Abstract

The study was designed to test whether the ingestion grape juice (GJ) could modulate monocrotaline (MCT)-induced Cor pulmonale resulting from antioxidant properties. Three-week-old male Wistar rats received GJ (10 mL/kg/day) by gavage for 6 weeks. A single injection of MCT (60 mg/kg body weight intraperitoneally) was administered at the end of the third week.

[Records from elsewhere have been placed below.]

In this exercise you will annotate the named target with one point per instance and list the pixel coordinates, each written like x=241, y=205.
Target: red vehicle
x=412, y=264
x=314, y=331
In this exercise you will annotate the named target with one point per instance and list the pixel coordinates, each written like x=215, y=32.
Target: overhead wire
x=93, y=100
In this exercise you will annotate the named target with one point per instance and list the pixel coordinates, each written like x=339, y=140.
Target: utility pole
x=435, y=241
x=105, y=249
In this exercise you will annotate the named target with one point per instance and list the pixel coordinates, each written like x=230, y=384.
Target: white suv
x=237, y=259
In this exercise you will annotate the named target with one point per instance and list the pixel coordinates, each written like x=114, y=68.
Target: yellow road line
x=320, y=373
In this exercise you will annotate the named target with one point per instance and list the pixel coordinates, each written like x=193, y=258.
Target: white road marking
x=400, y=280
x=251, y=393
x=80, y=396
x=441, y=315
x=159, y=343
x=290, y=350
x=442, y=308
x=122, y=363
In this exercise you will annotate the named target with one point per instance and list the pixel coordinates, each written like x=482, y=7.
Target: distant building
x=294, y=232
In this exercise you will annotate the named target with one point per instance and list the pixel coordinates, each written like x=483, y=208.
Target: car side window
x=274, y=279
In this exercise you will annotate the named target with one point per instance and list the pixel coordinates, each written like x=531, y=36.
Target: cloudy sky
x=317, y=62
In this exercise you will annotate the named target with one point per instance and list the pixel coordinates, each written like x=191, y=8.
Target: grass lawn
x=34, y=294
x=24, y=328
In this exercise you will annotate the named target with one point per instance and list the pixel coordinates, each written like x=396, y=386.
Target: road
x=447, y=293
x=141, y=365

Animals were divided in four groups: control, MCT, GJ, and GJ + MCT. MCT promoted a significant increase in right ventricle (36%) and lung (70%) weight to body weight ratio. There was an increase in the right systolic (38%) as well as in the end diastolic (70%) ventricular pressures. MCT caused a significant decrease in lung endothelial nitric oxide synthase (20%) but increase in lipid peroxidation (13%) and catalase (43%). MCT-induced decrease in the endothelial nitric oxide synthase and increase in the right ventricular end diastolic pressure were prevented by GJ, whereas right systolic ventricular pressure and lung weight to body weight ratio were corrected only partially. MCT-induced increase in heart and right ventricle to body weight ratios was not changed by GJ. GJ blunted MCT-induced increase in lipid peroxidation but had no effect on the changes in catalase and superoxide dismutase activities. GJ appears to offer some protection against MCT-induced Cor pulmonale and right ventricle function changes.